Cellular and molecular regulation of vascular permeability

Abstract

Vascular permeability is a highly coordinated process that integrates vesicular trafficking, complex junctional rearrangements, and refined cytoskeletal dynamics. In response to the extracellular environment, these three cellular activities have been previously assumed to work in parallel to regulate the passage of solutes between the blood and tissues. New developments in the area of vascular permeability, however have highlighted the interdependence between trans- and para-cellular pathways, the cross-communication between adherens and tight junctions, and the instructional role of pericytes on endothelial expression of barrier-related genes. Additionally, significant effort has been placed in understanding the molecular underpinings that contribute to barrier restoration following acute permeability events and in clarifying the importance of context-dependent signaling initiated by permeability mediators. Finally, recent findings have uncovered an unpredicted role for transcription factors in the coordination of vascular permeability and clarified how junctional complexes can transmit signals to the nucleus to control barrier function. The goal of this review is to provide a concise and updated view of vascular permeability, discuss the most recent advances in molecular and cellular regulation, and introduce integrated information on the central mechanisms involved in trans-endothelial transport.

Figure 1. Pathways that regulate barrier function in endothelial cells

Scheme shows two endothelial cells and the subendothelial space. Vascular permeability is regulated and maintained through three compartments including: paracellular junctions (adherent and junctional complexes), transcellular pathways (channels, VVOs and caveolae) and heterotypic cell interactions (usually pericytes). The three pathways are interconnected molecularly (blue arrows), however the details of this cross-talk remain largely unclear. BM: Basement membrane.

Figure 2. Cross talk between transcellular trafficking and paracellular junctional complexes

Caveolae fission and loss of Cav-1 enhancee NOS mediated NO production. Nitrosylation of p190RhoGAP impairs inhibition of RhoA, resulting in stress fiber formation, junctional instability, and increased paracellular permeability. Direct nitrosylation of junctional proteins may also regulate junctional disassembly.

Figure 3. Signal transduction pathways that increase paracellular permeability

VEGF activation of VEGFR2 initiates several downstream signalling cascades leading to adherens protein internalisation, calcium release, and stress fiber formation. Thrombin and histamine, via G-protein coupled receptors, results in RhoA activation, calcium release and the development of stress fibers. Ang-2 inhibits the barrier stabilising effect of Ang-1 thus making the barrier vulnerable to permeability enhancing agents. LPS and TNF-α signalling result in NF-κB nuclear translocation where increased ICAM-1 expression leads to RhoA activation and NO-mediated nitrosylation of junctional proteins. Bradykinin promotes eNOS signalling.

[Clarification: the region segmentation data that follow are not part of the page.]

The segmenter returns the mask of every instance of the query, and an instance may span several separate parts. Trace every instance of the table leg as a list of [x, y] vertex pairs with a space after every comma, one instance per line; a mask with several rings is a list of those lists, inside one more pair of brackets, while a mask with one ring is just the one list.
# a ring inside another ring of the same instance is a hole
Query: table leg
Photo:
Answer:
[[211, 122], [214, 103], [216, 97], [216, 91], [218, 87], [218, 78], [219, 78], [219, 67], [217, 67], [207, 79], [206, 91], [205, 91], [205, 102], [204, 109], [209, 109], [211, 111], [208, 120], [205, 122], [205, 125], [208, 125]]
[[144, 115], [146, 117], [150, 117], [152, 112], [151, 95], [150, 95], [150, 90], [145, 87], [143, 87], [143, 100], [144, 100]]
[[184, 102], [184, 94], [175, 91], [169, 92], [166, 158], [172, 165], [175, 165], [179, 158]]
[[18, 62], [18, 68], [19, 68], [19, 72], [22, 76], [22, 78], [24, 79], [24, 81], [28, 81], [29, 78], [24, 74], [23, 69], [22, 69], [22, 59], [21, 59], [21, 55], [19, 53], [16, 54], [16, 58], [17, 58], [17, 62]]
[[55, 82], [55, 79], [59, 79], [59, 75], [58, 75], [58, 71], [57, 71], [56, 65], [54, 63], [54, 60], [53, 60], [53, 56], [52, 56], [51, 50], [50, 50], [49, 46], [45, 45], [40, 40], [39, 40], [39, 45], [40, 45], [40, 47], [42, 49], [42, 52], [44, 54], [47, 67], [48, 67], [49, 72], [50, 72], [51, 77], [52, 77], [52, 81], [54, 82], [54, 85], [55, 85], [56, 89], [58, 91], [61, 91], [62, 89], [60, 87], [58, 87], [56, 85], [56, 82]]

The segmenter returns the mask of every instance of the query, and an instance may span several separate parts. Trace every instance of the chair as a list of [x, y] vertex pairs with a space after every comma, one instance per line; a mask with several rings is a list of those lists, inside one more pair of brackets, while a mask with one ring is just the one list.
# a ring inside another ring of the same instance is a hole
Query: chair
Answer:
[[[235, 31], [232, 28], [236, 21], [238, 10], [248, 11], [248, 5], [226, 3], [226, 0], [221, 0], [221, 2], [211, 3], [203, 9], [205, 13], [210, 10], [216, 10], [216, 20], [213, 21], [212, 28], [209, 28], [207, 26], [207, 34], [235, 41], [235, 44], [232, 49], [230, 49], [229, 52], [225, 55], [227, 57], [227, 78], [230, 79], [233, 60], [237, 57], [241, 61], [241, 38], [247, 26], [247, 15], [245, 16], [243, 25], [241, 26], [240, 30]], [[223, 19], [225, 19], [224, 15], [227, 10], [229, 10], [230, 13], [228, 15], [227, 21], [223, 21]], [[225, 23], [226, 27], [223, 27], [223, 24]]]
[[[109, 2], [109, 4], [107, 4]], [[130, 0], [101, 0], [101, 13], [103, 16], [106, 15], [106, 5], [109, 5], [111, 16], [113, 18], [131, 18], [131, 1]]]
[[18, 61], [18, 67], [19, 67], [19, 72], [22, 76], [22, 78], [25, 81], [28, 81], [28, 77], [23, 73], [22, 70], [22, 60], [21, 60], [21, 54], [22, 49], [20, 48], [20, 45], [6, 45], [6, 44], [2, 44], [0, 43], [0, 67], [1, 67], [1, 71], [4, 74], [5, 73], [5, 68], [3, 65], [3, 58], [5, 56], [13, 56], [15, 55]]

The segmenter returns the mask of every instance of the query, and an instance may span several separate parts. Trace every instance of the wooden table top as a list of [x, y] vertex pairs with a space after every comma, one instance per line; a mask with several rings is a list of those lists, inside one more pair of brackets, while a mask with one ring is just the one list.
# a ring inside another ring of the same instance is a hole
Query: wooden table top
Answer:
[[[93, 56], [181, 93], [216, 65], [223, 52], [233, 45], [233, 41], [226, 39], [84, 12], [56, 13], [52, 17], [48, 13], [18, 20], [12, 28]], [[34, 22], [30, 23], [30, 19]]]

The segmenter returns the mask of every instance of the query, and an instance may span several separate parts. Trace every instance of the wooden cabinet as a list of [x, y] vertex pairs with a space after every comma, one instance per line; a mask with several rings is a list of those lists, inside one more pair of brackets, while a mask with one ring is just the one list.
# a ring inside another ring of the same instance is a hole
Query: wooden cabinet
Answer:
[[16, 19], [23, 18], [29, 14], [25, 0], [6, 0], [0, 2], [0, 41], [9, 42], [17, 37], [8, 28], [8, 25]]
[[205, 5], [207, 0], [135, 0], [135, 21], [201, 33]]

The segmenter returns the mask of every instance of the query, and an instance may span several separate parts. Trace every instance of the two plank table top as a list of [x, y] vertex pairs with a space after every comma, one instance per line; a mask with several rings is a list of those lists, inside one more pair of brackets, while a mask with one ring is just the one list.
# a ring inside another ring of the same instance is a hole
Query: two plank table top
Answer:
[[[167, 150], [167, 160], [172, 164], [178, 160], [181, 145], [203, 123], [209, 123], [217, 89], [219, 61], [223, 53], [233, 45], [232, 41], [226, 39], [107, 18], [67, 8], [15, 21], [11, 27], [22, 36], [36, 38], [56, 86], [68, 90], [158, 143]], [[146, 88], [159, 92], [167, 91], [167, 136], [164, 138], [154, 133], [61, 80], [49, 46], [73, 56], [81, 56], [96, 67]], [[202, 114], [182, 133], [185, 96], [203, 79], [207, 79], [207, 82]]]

Figure 4. Signalling mechanisms leading to enhanced barrier stability and restoration

A) FGF signalling increases basal barrier function through SHP2 phosphatase mediated p120/VEcadherin complex stabilisation. B) VE-cadherin can inhibit growth factor receptors that normally enhance permeability. C) Gβγ and Gas signal transduction results in FAK, Epac/Rap1 and PKA activation. All three of these targets coordinate to increase cortical actin and stabilise junctional complexes. D) S1P signalling leads to FAK phosphorylation via a PLC-dependent mechanism. Differential phosphorylation and cellular recruitment of FAK may explain how thrombin and S1P regulate FAK by distinct mechanisms.

Figure 5. Transcriptional regulation of vascular permeability

A) Akt phosphorylation by several stimuli results in FoxO1 phosphorylation and nuclear translocation. Subsequently, FoxO1 target genes including claudin-5 (B) and Ang-2(C) are expressed and repressed, respectively. Claudin-5 inhibition by FoxO1 requires complex formation between β-catenin and Tcf. Therefore, VE-cadherin/β-catenin complex formation is important for claudin-5 expression as it prevent β-catenin translocation to the nucleus. D) KLF4 stabilises the barrier by enhancing expression of VE-cadherin. E) CREB upregulates p190RhoGAP, which is important for inhibiting RhoA activation at adherens junctions. F) Both estrogen receptor (not depicted) and FoxM1 increase claudin-5 expression, thus promoting barrier stability.